Children under fire

In the 1970s Lebanese children were born, raised, and many died in a decade of total war. Like kids in Detroit, Michigan, who can identify car models by their engine noises, Lebanese children played games to see who could tell the difference between one kind of gunshot and another. Many of them had an additional skill — they could distinguish firecrackers from machine gun fire within the first few bursts. But even these imaginative escapes had their limits. Children missed the simple pleasures of peacetime, like going out into the streets. Outbreaks of fighting during the day kept hem from going to school. Some never went at all.

Although women’s groups and peace organizations tried to cross over enemy lines to establish peace, other leaders were organizing children to make sure the hostilities endured. Before his assassination, I learned about this, first hand, from Bashir Gemayel, former head of the Christian party. Through special arrangements, I had a tour of East Beirut with him at the wheel and armed guards in the back seat. To dodge possible car bombs, we changed cars several times before we arrived at his final destination. A fanatic militarist leader, he was proud of his plan to raise the next generation of loyal youth for what he thought was a Holy War. We stopped in front a school with students in their early teens lined up in smart boy-scout looking uniforms. “This is my next army,” he announced. Indeed, he realized that the wars could continue long enough for this to happen.

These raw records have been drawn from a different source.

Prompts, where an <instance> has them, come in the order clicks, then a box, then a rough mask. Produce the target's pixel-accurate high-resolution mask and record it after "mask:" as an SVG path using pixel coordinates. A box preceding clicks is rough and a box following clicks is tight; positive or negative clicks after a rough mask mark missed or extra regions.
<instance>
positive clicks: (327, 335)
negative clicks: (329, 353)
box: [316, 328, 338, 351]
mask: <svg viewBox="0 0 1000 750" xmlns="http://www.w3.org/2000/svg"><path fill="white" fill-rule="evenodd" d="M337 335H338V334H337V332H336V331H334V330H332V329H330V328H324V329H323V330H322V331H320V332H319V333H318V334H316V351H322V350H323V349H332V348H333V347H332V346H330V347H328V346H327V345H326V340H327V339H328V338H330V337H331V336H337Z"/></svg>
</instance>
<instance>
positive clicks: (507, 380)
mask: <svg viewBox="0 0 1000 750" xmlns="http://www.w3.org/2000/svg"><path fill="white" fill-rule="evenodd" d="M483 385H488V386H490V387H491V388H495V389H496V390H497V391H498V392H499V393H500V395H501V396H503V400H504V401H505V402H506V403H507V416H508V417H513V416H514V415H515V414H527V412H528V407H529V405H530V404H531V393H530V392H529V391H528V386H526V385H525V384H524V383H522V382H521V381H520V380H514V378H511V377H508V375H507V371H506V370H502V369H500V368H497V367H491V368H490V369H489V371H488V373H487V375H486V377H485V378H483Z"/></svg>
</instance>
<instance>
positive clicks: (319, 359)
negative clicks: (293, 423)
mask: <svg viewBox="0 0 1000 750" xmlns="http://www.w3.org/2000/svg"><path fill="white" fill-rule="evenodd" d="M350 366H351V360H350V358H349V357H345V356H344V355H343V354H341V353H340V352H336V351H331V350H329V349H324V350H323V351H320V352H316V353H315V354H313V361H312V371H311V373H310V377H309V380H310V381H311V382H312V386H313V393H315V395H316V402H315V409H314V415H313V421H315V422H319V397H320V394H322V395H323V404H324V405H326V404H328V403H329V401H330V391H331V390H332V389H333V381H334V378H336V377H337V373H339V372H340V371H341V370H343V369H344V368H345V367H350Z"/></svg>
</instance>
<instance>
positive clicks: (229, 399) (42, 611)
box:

Distorting children’s impressionable minds to sway political allegiance has been a common strategy of dictators. Unfortunately, recruiting children into armies is also becoming more widespread. UNICEF estimates that some 300,000 children under the age of 18 are involved in more than 30 conflicts worldwide. In many parts of the world, children as young as eight and ten years of age, have been forcibly recruited, coerced or induced to become combatants. Other grave violations include killing and maiming of children, attacks against schools, and denial of humanitarian access for children. Lest we think that this only affects boys, up to 10% of children carrying arms are girls. A new Convention on the Elimination of All Forms of Discrimination against Women (CEDDAW) General Recommendation on Women and Girls in Conflict and Post Conflict is a welcome legal instrument. Pramila Patten, CEDAW expert and Chair of the working for that General Recommendation, hopes that it will help to protect girls from being kidnapped by armies as well as help them to reintegrate into their communities once they return. The UN’s office of the Special Representative of the Secretary-General for Children and Armed Conflict was established in 2012 to give a moral voice and prominence to the rights and protection of boys and girls affected by armed conflict.

Bangladesh child
Bangladesh child

As part of preventing violence against women and girls, we must also pay more attention to what happens to boys during wartime. In countries with prolonged civil strife such as in Sierra Leone, many children missed the chance to go to school and develop precious classmate ties. Instead, they might have been involved in demonstrations or have even gone to jail. Often, children don’t have to be coerced to join armies — they volunteer because there are no options, no schools, no jobs. Without schools to bond youth together, boys can easily be attracted to renegade groups like gangs that give them a sense of belonging. Even if they are lucky enough to attend school, they may not learn the values that would rescue them from a cycle of violence. We all know that childhood experiences help shape adult worlds. Many of us had our chances. Shouldn’t these children also have theirs?